Integer. Number of repeated random splits.

split

Numeric. Fraction of samples assigned to the training set (e.g. 2/3).

type

Character. Either "DA" (classification) or "R" (regression).

probs

Numeric vector of quantile probabilities used to stratify continuous Y when type = "R".

Value

A named list with elements:

train

List of integer vectors containing training set indices for each resampling iteration.

strategy

Character string indicating the resampling strategy.

n

Integer. Number of samples in the dataset.

seed

Integer. Random seed used to generate the resampling splits, ensuring reproducibility.

Details

Generates k Monte-Carlo resampling splits by randomly partitioning the data into training and test sets without replacement.

Balancing ensures equal representation of strata in the training data:

type = "DA"

Class labels define the strata, and sampling is balanced across classes.

type = "R"

The response is discretised into bins using quantiles defined by probs, and each bin contributes equally to the training set.

This strategy can improve robustness of model evaluation in settings with limited samples size and imbalanced or unevenly distributed outcome variables.

See also

Other resampling strategies: balanced_boot(), kfold(), mc(), stratified_kfold()

Examples

n <- 100
# bivariate outcome
thr <- 1.5
Y <- c(rnorm(80, thr-3, 0.3), rnorm(20, thr+3, 0.3))  # unbalanced low/high outcome
mean(Y>thr)
#> [1] 0.2

cv_k <- kfold(k = 10)
cv_mc <- balanced_mc(k = 10, split = 2/3, type = "R", probs = c(0, 0.8, 1))

k_inst <- metabom8:::.arg_check_cv(cv_pars=cv_k, model_type='R', n=n, Y_prepped=cbind(Y))
mc_inst <- metabom8:::.arg_check_cv(cv_pars=cv_mc, model_type='R', n=n, Y_prepped=cbind(Y))

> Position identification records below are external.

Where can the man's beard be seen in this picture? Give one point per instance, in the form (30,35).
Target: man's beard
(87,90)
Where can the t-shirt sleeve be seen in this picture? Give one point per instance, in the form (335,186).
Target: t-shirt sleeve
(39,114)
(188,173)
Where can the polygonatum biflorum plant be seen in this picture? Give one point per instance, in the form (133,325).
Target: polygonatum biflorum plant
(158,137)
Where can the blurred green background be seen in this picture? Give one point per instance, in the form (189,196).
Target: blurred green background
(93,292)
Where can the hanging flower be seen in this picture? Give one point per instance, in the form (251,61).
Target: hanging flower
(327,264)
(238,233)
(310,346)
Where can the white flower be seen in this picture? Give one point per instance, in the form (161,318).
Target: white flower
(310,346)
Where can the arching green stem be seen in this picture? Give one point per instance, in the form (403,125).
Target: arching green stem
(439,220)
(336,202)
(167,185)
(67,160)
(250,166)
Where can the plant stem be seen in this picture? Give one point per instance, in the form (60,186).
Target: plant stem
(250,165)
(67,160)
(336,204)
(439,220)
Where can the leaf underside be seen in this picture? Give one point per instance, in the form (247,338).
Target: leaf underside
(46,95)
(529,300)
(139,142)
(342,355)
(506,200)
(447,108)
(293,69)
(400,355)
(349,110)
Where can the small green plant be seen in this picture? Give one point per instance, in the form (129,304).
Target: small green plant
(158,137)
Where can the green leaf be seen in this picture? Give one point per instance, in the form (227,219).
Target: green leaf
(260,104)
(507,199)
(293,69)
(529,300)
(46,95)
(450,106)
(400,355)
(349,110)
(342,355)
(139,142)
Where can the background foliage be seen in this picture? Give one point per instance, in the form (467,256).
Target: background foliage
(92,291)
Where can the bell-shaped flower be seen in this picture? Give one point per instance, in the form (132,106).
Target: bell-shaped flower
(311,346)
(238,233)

# balanced splits: proportion above global median stays ~0.5
q80 <- quantile(Y, 0.8)
round(sapply(k_inst$train, function(i) mean(Y[i] > q80)), 2) # resembles original Y distr.
#>  [1] 0.19 0.21 0.21 0.20 0.20 0.19 0.18 0.22 0.19 0.21
round(sapply(mc_inst$train, function(i) mean(Y[i] > q80)), 2) # balanced strata (low/high)
#>  [1] 0.5 0.5 0.5 0.5 0.5 0.5 0.5 0.5 0.5 0.5